La Roma privata: il rituale dei pasti

cucina-romana1

Quello della cena, nella Roma imperiale, era un vero e proprio rituale che andò consolidandosi con il passare dei secoli. Se in epoca arcaica la parola d’ordine era frugalità, grazie alla contaminazione gastronomica che avvenne in seguito alle conquiste di nuovi territori, la cucina romana divenne ricca e variegata.

Agli albori dell’Impero i pasti principali erano tre: jentaculum (colazione), prandium (pranzo) e cena. Se i primi due erano a base di pane, frutta secca, latte, uova e legumi, il terzo era preceduto da abbondanti antipasti a base di olive, tartufi e garum, una sorta di poltiglia preparata con interiora di pesce essiccate al sole. Si passava poi ai piatti principali come, per esempio, le carni di agnello, bue o maiale o anche i crostacei. Il tutto era condito da olio d’oliva che i romani avevano imparato ad apprezzare una volta venuti in contatto con la cultura greca.

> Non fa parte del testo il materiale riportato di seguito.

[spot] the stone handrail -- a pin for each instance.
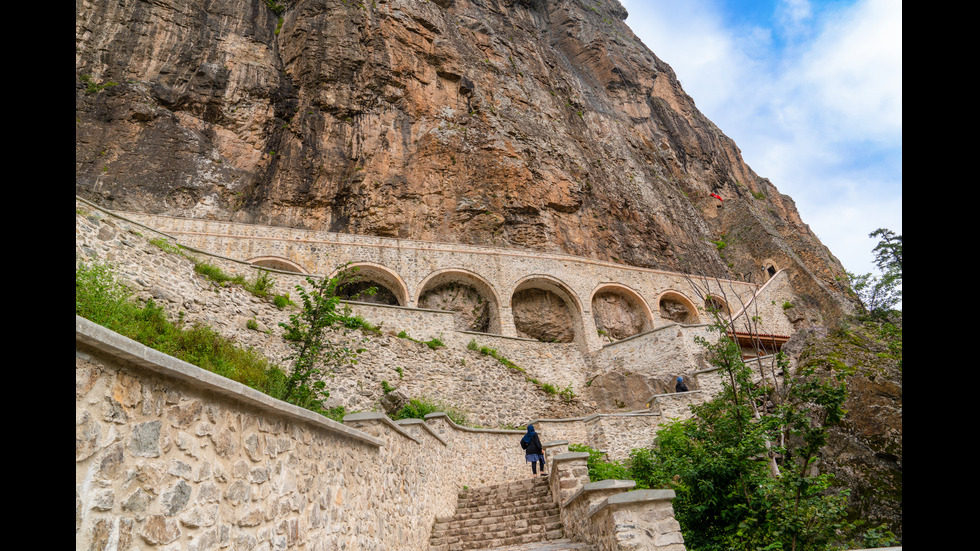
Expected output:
(167, 454)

Non mancavano gli ortaggi come l’insalata, i legumi (lenticchie, piselli, ceci) consumati insieme con il farro soprattutto dai più poveri e, infine, la frutta di cui andavano ghiotti. In particolare si prediligevano i datteri e le mele. Un discorso a parte va fatto per il pane. Ce n’erano ben tre diverse qualità: il pane candidus preparato con farina bianca finissima, il secundarius realizzato con farina bianca miscelata e il plebeius, una sorta di pane integrale consumato dai più poveri.

Certo, un prelibato e ricco banchetto non poteva terminare senza un degno dessert! Di solito, sulle antiche tavole romane si potevano gustare particolari pasticcini fatti in casa chiamati dulcia domestica, datteri farciti, dolcetti di semolino e abbondante miele utilizzato per condire le pietanze o dolcificare le bevande come il vino. Infatti, a differenza di oggi, il vino non era bevuto puro, bensì miscelato ad acqua oppure miele e resine.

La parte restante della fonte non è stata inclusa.